Smiling Curves & The Alternative Asset Allocation Spectrum

Fee compression in asset management is a hot button subject, and something we’ve written about. One only need to look at the wave of capital flight from active to passive to understand why it garners so much attention:

It’s even more amplified within passive, as the accrual of flows is falling to the commodity scale players who can offer the lowest expense ratios, such as Vangaurd, and iShares (chart from Eric Balchunas at Bloomberg):

Putting active vs passive aside, across the spectrum of asset allocations we see a more nuanced story with clear winners and losers. Private equity and venture have been large winners in this cycle, while hedge funds have been far choppier. For this piece, we propose organizing the spectrum of active sub-classes across two poles: arbitrage and speculative strategies.

Pure arbitrage lies at one end, and pure speculation on another. Investment strategies gradate across the two. This continuum can help unpack how desirability across sub-asset classes is perceived, measured by investor demand. We demonstrate perceived value somewhat creatively through the lens of Stan Shih’s Smiling Curves of Profitability Theory.

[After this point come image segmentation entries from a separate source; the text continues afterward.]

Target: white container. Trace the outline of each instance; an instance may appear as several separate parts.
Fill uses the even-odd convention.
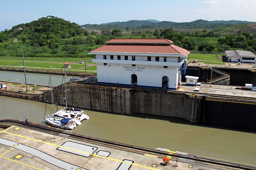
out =
[[[251,88],[252,87],[252,84],[245,84],[245,87],[248,88]]]

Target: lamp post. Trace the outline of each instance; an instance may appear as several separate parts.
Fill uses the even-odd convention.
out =
[[[27,84],[27,79],[26,79],[26,72],[25,70],[25,63],[24,63],[24,56],[23,55],[23,48],[22,47],[22,40],[21,40],[21,30],[23,30],[23,28],[19,27],[17,29],[18,31],[20,31],[20,42],[21,43],[21,50],[22,51],[22,58],[23,59],[23,66],[24,67],[24,74],[25,74],[25,82],[26,83],[26,89],[27,90],[27,92],[28,92],[28,85]]]
[[[84,65],[85,66],[85,67],[84,67],[85,70],[85,72],[86,72],[86,62],[85,62],[85,46],[84,46],[84,29],[85,29],[85,27],[84,26],[83,26],[81,28],[82,29],[83,29],[83,34],[84,35]]]

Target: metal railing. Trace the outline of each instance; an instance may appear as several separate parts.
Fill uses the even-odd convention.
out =
[[[229,74],[228,73],[216,68],[211,68],[210,69],[216,73],[222,75],[222,76],[216,78],[212,78],[208,81],[208,82],[207,82],[207,83],[212,83],[220,81],[221,80],[229,78]]]

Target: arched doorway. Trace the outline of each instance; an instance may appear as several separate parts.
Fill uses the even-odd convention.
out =
[[[137,86],[137,75],[134,74],[132,75],[132,85]]]
[[[168,89],[168,84],[169,82],[169,78],[167,76],[164,76],[162,78],[162,88]]]

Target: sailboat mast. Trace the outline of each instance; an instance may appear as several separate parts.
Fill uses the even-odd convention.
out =
[[[53,108],[53,97],[52,95],[52,78],[50,75],[50,82],[51,82],[51,92],[52,93],[52,109],[53,110],[53,115],[54,115],[54,108]]]
[[[65,70],[65,75],[64,76],[65,77],[65,80],[64,81],[65,82],[65,99],[66,99],[66,112],[68,111],[68,104],[67,103],[67,90],[66,89],[66,76],[67,76],[66,75],[66,65],[64,65],[64,70]]]

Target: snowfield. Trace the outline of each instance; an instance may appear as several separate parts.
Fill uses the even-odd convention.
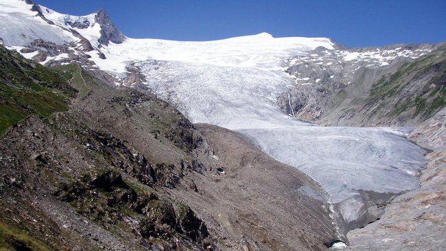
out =
[[[127,38],[121,44],[99,47],[101,28],[94,14],[76,17],[42,7],[55,23],[50,25],[35,16],[30,6],[24,1],[0,1],[0,37],[5,45],[24,47],[37,38],[56,44],[78,41],[62,29],[67,28],[65,21],[88,21],[88,28],[75,29],[106,56],[101,59],[95,51],[88,53],[101,69],[121,76],[130,63],[139,67],[145,84],[191,121],[249,136],[270,156],[319,182],[332,203],[348,201],[359,191],[397,193],[419,185],[425,152],[401,136],[407,132],[320,127],[294,119],[276,104],[291,85],[312,84],[283,71],[292,63],[290,59],[323,65],[309,51],[320,47],[329,56],[338,51],[328,38],[276,38],[266,33],[207,42]],[[344,60],[370,60],[384,65],[406,52],[336,53]],[[354,220],[364,203],[356,199],[349,202],[341,212],[343,218]]]

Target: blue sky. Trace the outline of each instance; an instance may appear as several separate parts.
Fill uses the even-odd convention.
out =
[[[208,40],[268,32],[328,37],[349,47],[446,40],[446,0],[36,1],[75,15],[104,8],[132,38]]]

Shih (the founder of Acer) applied the thesis of smiling curves to understanding how profit accrues to different parts of technology supply chains. If you were to analyze the components of a desktop PC, the profitability of each part ends up falling into the ends of R&D (software, and microprocessor design), and services/distribution (brand management, marketing, and sales):

The wings differentiate their offerings and drive value. People love iOS and thus iOS can charge a premium in the form of abnormal profits for iPhones. The same goes for the app storm, a platform business. However, the portion of the supply chain in the belly wins no profit, as it holds no pricing power around its commoditized offering.

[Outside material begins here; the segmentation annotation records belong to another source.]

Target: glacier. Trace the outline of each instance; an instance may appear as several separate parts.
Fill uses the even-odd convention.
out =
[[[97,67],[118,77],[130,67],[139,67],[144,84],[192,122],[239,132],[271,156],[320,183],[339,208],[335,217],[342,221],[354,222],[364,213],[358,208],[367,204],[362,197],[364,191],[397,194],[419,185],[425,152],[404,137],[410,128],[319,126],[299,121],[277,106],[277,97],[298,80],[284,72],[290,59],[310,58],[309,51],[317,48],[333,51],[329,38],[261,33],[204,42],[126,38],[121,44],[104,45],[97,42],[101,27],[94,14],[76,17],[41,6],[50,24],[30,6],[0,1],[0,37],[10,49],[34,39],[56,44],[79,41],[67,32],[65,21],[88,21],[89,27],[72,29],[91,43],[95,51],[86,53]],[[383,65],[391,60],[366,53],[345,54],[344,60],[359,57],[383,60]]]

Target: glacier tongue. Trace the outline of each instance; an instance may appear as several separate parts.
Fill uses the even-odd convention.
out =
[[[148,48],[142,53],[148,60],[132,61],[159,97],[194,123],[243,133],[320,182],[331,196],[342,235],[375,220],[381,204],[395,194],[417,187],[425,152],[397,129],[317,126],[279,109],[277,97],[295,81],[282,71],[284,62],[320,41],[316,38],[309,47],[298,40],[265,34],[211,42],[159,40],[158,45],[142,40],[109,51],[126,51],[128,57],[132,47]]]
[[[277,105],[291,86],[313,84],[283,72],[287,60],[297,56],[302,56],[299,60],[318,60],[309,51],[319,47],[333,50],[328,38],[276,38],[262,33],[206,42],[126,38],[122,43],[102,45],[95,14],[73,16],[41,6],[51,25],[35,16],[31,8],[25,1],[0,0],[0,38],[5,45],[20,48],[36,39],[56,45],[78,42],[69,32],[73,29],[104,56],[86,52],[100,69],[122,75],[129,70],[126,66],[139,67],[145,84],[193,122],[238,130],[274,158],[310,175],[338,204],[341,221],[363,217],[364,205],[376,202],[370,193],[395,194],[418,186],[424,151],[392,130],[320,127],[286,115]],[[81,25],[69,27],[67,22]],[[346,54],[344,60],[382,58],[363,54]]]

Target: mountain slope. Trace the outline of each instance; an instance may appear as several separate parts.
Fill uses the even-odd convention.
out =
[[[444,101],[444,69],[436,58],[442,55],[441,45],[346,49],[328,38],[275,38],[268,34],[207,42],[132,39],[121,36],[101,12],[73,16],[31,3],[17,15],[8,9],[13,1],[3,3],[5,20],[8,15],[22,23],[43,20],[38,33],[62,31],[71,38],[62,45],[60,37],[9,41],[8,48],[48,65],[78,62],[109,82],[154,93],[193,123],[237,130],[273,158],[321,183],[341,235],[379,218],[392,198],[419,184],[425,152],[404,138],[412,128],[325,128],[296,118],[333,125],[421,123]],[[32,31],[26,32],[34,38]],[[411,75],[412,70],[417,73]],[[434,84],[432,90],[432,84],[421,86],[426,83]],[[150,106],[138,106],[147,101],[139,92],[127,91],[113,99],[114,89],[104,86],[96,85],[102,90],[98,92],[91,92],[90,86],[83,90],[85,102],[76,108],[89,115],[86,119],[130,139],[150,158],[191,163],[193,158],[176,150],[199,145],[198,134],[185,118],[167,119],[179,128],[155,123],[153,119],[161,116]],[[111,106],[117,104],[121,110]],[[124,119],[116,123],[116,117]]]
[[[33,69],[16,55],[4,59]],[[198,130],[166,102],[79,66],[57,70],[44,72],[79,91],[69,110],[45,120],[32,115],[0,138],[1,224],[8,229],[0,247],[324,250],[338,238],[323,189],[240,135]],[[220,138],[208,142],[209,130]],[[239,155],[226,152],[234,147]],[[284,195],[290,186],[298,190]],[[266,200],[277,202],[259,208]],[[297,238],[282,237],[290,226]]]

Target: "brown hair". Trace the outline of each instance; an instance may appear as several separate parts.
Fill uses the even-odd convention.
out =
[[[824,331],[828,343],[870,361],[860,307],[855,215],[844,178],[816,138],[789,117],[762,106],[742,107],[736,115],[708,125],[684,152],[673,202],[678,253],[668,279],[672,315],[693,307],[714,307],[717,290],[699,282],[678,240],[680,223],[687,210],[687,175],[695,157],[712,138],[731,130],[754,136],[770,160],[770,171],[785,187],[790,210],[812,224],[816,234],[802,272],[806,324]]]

If you indulge us with our application of this framework, the analog to the supply chain for active management asset strategies is an arbitrage/speculation continuum where “value add” has bar-belled. The rise of low-fee passive investment options has pushed the value-add to the different ends of the arbitrage/speculation spectrum:

The team at Credit Suisse agrees with our assessment, as seen in this infographic from a research note:

Of course, our interpretations vary, as their view focuses on flows (hence ETFs) rather than profit. They rightly note that flows have moved into the belly of the curve, whereas our framework focuses on the value accrued by the investment manager playing in each space.

“Pure arbitrage” investment strategies are designed to provide uncorrelated alpha, and those uncorrelated alphas are as valuable today as ever. On the other end of the spectrum, “pure speculation” investments provide potentially exceptional rate of return and are increasingly oversubscribed, such as the most desirable venture-capital funds in the world.

Strategies that sit in the middle are either facing severe fee compression, are re-branding themselves as differentiated, or are following the commodity scale player in a race to the bottom on fees. As a result, we’re seeing consolidation in the ETF space, while “index huggers” continue to bleed assets / slash fees. The key point is that strategies centered upon a beta are turning into the manufacturing leg of Shih’s smiling curve. If your value proposition is purely beta-oriented (or even beta-manipulated), you’re prone to disruption. To demonstrate the application:

In short:

Asset managers are trying to paint themselves as either uncorrelated sources of return, or exceptional rates of return, as they dare not compete with Vanguard and Blackrock as a scale-provider of beta.

Beta has become the de facto commodity in the “supply chain”, where abnormal profits go to die.

It will be interesting to see how “beta manipulators”, such as risk parity strategies, adapt from a profitability/desirability standpoint.